Revert to stock Bitmain firmware profile with no OC and no autotune. Target nameplate `3250 W` at the wall for standard S19, `3100 W` for S19j, `3010 W` for S19j Pro. Run 30 minutes under full hash and confirm no `ERROR_POWER_LOST` recurrence. If stable, tune back up `+100 MHz` at a time with `10 min` stability per step, stop before OCP returns. That step is your safe ceiling on this specific PSU + chip combination.

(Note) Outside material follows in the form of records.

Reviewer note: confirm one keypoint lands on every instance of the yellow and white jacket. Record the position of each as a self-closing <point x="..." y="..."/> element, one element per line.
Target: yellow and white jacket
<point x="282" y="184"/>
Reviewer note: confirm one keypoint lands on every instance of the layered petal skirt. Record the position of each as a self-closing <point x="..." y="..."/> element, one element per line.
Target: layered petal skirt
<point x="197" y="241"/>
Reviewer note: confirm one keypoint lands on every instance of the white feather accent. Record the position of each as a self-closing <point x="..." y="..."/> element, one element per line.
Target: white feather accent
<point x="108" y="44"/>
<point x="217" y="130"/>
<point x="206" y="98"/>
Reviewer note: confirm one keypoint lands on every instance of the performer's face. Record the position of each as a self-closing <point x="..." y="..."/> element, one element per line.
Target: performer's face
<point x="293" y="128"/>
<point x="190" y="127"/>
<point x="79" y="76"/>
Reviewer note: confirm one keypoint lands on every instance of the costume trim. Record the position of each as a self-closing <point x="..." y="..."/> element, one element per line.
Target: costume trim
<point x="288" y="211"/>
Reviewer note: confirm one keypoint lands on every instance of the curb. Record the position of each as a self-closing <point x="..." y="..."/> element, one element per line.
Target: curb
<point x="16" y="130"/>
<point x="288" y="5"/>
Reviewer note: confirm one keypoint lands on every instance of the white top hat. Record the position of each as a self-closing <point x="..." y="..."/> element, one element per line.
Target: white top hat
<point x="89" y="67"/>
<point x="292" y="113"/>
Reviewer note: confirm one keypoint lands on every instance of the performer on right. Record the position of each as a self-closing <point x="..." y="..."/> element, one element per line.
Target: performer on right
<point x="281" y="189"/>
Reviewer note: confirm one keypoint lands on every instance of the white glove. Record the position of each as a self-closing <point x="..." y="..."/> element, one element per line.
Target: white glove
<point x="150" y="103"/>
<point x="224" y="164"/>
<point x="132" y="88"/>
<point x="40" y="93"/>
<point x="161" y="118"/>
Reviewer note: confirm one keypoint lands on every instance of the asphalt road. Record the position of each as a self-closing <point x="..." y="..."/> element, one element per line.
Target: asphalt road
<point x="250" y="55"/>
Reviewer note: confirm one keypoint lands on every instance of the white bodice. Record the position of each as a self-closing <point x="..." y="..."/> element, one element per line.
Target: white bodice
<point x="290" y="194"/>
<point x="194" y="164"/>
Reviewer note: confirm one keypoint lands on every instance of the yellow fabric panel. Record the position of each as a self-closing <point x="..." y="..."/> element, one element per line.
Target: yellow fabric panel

Vacuum the PSU intake grille and miner chassis intakes. Dust buildup raises PSU internal temperature, which drifts the OCP current-sense reference closer to your operating current. Shop-vac first to pull the dust mat, then canned duster to clear the fin stack — PSU unplugged, chassis opened if necessary. Same treatment on the chassis front intakes since they partially feed airflow around the PSU.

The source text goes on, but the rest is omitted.